The district this week released its list of proposed legislative goals for this year, and among its priorities is having lawmakers provide a sustainable source of money for the extra pay.
"The state is going to have to make a commitment," said Gary Itzkowitz, field staff representative for the Broward Teacher's Union. "They need to put their money where their mouth is."
The merit pay law, signed by Gov. Rick Scott last year, would base teacher salaries on student test scores and a new method of evaluating teacher performance. Although $4 million from a federal Race to the Top grant has been used to implement new teacher evaluations, school officials remain unclear as to where the money to pay teachers would come from.
"Performance pay obligations will consume most of the school district's available funds in future years and could affect its ability to offer any cost-of-living adjustments for all employees," the district said. "Shrinking education budgets over the past few years have hampered school boards' ability to provide raises of any type."
Donna Shubert, a teacher in Broward County, said the law is flawed.
"Merit pay is ridiculous, especially when there is no money for the pay part of it," she said. "Part of my evaluation as a kindergarten teacher will be based on how fourth- and fifth-graders do on FCAT — kids I may never have taught."
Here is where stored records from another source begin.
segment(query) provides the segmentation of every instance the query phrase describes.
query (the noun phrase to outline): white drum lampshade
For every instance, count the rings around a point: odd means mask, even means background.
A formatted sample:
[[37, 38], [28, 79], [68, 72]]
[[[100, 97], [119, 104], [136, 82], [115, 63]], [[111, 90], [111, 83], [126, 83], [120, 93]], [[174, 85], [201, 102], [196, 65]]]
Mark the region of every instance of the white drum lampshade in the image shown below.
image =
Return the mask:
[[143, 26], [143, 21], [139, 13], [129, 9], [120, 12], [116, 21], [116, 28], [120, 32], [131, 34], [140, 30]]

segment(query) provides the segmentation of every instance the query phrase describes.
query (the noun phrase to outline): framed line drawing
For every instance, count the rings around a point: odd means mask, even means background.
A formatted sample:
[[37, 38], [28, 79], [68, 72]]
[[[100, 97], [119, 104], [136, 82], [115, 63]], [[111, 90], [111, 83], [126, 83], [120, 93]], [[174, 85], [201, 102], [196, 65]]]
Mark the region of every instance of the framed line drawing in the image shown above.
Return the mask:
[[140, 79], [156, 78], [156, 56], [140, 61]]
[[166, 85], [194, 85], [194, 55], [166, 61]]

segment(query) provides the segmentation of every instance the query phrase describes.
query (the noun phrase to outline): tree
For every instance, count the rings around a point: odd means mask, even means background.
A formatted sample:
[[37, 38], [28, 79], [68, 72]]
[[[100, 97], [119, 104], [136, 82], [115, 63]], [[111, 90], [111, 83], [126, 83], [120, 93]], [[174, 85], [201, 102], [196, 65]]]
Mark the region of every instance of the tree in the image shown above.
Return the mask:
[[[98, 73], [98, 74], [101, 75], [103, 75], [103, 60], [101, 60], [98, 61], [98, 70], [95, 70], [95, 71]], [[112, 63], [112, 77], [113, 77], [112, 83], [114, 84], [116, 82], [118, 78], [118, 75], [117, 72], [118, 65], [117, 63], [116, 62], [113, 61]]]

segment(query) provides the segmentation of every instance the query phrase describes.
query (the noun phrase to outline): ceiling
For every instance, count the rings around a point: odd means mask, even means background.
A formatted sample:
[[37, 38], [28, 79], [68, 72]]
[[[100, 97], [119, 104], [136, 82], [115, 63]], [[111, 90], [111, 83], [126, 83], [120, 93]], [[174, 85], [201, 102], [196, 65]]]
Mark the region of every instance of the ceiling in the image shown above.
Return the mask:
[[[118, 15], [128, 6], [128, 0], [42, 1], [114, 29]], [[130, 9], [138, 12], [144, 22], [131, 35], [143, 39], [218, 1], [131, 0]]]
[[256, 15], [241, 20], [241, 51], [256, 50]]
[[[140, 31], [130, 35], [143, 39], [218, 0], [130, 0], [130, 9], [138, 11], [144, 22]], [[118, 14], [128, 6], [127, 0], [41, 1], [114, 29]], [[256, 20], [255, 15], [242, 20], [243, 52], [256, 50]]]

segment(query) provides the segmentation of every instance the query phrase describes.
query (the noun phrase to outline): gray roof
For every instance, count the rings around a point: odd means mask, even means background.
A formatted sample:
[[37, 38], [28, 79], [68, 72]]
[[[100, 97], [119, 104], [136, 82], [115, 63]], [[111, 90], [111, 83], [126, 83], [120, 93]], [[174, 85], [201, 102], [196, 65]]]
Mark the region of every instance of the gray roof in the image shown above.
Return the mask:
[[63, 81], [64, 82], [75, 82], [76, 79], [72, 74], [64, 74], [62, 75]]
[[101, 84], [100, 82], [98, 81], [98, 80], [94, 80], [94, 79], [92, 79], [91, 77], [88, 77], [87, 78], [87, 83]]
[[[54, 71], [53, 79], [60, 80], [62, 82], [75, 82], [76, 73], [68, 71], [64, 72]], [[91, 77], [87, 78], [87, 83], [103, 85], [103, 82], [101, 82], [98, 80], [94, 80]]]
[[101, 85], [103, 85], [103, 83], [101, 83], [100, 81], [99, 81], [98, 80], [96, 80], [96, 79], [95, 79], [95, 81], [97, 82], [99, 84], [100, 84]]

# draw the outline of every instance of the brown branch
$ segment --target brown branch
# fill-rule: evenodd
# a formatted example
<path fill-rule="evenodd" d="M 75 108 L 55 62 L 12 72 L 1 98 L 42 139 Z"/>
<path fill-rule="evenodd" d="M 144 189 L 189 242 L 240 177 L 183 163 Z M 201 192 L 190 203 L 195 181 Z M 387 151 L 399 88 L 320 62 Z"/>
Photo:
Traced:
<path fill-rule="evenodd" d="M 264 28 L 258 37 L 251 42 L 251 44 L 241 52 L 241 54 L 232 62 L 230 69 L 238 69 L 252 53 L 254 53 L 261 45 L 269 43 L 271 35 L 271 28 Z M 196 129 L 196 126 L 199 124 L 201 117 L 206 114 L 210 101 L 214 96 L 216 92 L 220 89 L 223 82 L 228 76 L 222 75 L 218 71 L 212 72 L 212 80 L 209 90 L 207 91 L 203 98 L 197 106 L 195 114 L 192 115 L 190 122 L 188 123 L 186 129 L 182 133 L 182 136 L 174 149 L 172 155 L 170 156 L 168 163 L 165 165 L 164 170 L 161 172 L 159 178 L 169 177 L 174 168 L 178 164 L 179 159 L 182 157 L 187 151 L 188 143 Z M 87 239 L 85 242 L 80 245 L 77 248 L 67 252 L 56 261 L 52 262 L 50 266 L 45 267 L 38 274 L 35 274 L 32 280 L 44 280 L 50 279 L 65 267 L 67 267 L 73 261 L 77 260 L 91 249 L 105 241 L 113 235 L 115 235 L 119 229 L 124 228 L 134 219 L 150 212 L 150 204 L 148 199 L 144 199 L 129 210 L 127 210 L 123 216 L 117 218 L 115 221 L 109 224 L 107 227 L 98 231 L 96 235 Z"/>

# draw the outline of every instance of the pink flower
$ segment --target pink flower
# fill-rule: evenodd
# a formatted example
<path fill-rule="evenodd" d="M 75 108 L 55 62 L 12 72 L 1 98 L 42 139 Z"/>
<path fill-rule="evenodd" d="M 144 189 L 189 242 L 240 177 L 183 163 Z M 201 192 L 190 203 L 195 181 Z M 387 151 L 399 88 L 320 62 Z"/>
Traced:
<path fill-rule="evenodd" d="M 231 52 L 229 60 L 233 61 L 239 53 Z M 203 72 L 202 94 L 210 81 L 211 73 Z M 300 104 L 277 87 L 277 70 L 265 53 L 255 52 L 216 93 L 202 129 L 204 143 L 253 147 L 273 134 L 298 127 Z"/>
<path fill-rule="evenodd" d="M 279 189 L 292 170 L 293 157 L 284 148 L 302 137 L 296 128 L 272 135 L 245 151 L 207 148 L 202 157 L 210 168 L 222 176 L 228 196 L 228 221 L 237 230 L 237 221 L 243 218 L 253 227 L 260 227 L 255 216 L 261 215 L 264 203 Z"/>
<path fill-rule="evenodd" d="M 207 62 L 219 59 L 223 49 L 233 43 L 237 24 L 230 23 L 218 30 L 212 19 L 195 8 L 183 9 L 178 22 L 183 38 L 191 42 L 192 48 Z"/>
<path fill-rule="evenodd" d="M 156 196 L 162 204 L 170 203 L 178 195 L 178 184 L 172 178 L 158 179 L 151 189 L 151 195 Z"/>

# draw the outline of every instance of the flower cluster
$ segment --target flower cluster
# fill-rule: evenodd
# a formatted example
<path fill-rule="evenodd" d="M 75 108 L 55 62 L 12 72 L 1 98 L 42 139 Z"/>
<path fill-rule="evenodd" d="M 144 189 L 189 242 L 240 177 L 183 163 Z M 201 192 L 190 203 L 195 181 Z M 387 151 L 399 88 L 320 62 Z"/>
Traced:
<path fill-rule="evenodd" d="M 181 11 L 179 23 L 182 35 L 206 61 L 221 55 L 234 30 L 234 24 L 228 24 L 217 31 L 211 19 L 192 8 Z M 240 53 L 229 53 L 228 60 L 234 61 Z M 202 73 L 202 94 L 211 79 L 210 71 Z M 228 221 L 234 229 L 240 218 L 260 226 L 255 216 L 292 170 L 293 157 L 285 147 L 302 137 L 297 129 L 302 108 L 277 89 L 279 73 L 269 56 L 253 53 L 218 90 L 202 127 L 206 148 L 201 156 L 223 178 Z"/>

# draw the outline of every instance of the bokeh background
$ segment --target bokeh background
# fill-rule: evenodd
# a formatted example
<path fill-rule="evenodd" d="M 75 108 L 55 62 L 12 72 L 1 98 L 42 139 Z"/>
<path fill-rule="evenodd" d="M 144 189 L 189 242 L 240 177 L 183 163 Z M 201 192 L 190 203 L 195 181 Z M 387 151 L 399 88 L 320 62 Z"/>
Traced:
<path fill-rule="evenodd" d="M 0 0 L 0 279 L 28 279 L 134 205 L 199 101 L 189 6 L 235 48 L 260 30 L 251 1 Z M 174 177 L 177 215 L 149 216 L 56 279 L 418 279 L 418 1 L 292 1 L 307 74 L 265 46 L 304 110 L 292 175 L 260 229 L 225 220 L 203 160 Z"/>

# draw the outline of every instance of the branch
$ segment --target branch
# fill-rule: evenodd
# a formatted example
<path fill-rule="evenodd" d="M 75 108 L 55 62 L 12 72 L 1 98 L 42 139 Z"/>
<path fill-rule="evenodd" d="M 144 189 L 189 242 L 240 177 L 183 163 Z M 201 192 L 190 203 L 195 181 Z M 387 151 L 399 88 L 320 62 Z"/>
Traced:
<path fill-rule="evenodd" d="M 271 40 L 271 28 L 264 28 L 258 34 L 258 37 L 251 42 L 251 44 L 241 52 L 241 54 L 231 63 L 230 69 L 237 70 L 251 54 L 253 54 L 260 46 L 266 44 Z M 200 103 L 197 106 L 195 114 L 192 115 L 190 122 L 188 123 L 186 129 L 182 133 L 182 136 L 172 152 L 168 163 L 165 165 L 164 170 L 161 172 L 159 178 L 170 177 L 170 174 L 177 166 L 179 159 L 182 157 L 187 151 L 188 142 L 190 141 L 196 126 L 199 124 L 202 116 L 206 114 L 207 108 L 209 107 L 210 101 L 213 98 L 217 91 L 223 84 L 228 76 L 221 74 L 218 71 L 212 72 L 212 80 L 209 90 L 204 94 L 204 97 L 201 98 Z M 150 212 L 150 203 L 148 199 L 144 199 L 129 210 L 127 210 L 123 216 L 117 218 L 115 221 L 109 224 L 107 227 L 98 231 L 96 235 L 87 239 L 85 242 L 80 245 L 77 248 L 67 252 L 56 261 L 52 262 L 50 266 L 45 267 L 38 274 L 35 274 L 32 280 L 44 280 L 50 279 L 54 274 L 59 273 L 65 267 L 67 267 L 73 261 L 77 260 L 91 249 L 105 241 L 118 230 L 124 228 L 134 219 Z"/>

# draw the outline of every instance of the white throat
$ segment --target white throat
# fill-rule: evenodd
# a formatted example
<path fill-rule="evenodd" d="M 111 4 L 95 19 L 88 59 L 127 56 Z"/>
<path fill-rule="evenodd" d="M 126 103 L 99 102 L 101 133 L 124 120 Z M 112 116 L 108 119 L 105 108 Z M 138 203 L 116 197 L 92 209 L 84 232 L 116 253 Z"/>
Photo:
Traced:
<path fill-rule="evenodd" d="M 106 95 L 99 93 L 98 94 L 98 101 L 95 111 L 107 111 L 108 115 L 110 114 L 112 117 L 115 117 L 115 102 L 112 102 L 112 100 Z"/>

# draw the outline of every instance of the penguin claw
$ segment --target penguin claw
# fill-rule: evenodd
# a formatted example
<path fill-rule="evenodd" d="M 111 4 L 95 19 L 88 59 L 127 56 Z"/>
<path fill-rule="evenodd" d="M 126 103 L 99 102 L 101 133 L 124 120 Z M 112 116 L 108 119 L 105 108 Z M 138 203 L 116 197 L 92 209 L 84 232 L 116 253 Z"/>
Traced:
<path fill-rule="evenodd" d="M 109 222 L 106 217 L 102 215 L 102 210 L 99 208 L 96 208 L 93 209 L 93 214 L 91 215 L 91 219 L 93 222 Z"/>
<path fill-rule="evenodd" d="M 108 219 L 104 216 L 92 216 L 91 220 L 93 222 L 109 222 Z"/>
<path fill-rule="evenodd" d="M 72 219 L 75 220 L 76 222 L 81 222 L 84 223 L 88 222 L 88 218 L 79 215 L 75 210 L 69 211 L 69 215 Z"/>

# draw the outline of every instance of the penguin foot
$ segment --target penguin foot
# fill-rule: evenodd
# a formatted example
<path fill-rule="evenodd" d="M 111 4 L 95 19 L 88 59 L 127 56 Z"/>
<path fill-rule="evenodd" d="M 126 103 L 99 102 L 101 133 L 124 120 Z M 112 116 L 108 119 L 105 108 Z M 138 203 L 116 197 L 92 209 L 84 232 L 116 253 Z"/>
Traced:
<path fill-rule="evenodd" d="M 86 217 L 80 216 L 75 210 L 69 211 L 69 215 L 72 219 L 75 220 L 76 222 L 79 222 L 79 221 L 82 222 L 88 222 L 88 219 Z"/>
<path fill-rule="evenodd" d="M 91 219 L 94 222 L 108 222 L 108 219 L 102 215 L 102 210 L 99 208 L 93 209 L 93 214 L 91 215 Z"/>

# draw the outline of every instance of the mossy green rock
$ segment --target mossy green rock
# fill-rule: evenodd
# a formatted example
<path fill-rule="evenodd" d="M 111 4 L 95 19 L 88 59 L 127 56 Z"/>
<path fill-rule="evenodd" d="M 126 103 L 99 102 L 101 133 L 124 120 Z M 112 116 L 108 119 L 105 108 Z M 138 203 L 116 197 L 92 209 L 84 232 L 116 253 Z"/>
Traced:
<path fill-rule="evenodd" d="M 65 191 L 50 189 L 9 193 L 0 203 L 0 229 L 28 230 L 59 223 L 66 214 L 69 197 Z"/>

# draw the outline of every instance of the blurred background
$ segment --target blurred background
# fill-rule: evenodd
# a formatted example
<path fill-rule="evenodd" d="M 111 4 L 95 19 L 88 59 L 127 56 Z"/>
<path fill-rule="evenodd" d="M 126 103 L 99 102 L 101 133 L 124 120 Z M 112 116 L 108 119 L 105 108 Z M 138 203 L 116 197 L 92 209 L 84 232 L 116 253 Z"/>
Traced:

In Palm Beach County, school officials have made it one of their priorities to lobby the Legislature to delay implementing the law until 2016.
"We're floundering right now," said Vern Pickup-Crawford, that district's lobbyist. "Nobody has the money to properly fund a merit pay system even as envisioned by the Legislature."
The Florida School Boards Association and the Association of District School Superintendents are expected to also push for a moratorium, Crawford said.
A representative for the Florida Department of Education said it was not clear whether that agency would request additional money from the Legislature to give to each of its districts for merit pay.
State Rep. Gwyndolen Clarke-Reed, D-Pompano Beach, who voted against the law, said the state should be responsible for footing the bill.
"It's not a burden that should be put on local districts," she said. "We'll have to look at some other way of providing the merit pay."
The state, meanwhile, is reworking the rules on how to carry out the merit pay system after a judge last month struck them down.
The Florida Education Association last year filed a lawsuit saying the law violates collective bargaining agreements.